Related to that, supernatural “sacrifice” is always some variation of something the average bookish person would really want. Gandalf is a loner? Hogwarts keeps to themselves? How are these sacrifices? I cannot speak to other magic systems from other authors, but even if a magician is cutting off body parts to empower themselves, these pains are all voluntary. Did he really need that finger compared to rearranging reality itself?

The second trope that bothers me is “Devastation, Oh Well”. How much carnage have we seen in superhero movies, in both Stars Trek and Wars, in even the Potterverse, and dang no one seems traumatized or shunned. The best example to me is “Supernatural” where as the seasons progress the writers have to up the ante of shock by killing families, then filled diners, then hospitals, then entire towns. But to create pathos, the writers ran out of ideas except for killing every woman character (until the fans got po’d and the two sheriffs were spared).

My preference is for power beyond reason, my characters should suffer beyond reason. For the story to remain plausible, everything should be so small and personal that the world will not notice.

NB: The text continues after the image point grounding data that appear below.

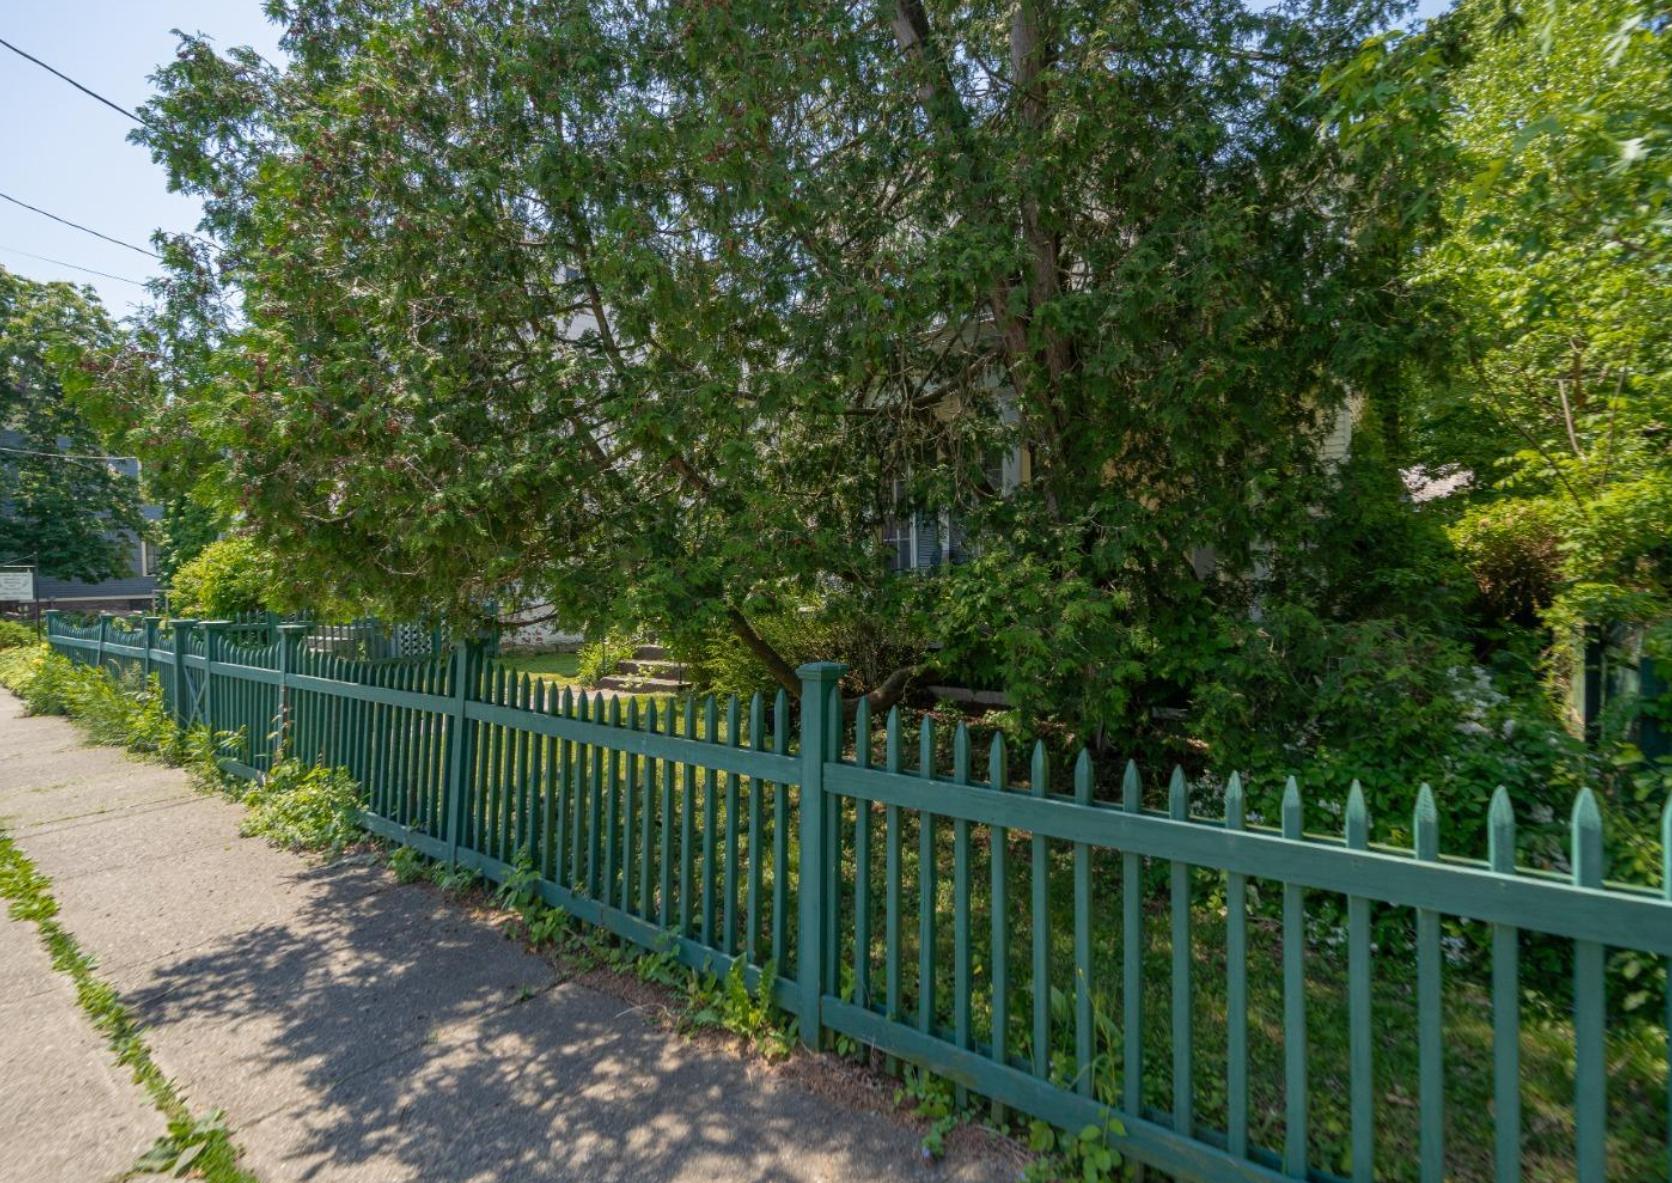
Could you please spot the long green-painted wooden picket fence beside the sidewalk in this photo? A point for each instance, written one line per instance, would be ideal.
(966, 925)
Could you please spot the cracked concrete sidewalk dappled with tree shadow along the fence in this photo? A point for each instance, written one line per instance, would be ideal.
(359, 1030)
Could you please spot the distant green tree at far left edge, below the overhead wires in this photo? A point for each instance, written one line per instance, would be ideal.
(68, 512)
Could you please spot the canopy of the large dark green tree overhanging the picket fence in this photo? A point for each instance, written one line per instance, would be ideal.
(651, 310)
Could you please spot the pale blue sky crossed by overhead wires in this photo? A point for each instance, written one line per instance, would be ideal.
(69, 155)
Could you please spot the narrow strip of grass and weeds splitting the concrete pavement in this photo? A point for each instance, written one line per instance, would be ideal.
(193, 1145)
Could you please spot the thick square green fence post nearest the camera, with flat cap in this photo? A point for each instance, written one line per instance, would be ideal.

I did that with “The Flesh Sutra” and I’m truly enjoying doing that with “Saints of Flesh”.





Writing Groups! What To look For!

24 02 2022

Breadth of experience. My main group of 20 + years Noble Fusion Eastern Court has Dr. Lawrence Schoen, Nebula nominee and a PhD in Psychology; Barbara E. Hill, a novelist and pharma marketing professional; Buck Dorrance, a retired Navy submariner and nurse anesthetist; Sally Weiner Grotta, who is a global journalist, photographer, and freelance reviewer; and Cathy Petrini, former ghost writer for Sweet Valley High and professional magazine editor.

They cover a range of expertise useful for horror writers from health care procedures to religion to travel.

I have a second group, a less ambitious, more sociable group. My more sociable group has librarians, a degreed physicist, editors, and generally huge fans of fantasy and science fiction.

Very few of these good people are horror fans. So I belong to Online Writers Workshop, which require an annual fee. Check out their website. The rates are reasonable and I was able to read Nicole Cushing and others before they made it big. And it’s nice to be praised by Leah Bobet or Jeanne Cavalos of Odyssey Writers Retreat.

As mentioned in previous posts, always find people who know more than you. Find people more accomplished than you. They inspire and encourage.

This post is brought to you by Main Root Blueberry Soda! I discovered it at a restaurant and man it is filled with blueberry goodness. I found it at a local co-op, but its available online or in some big box stores.

Acclaim is like carving an ice sculpture on a hot summer day. Is it possible to cherish that effort?

Remember to exercise and take your vitamins.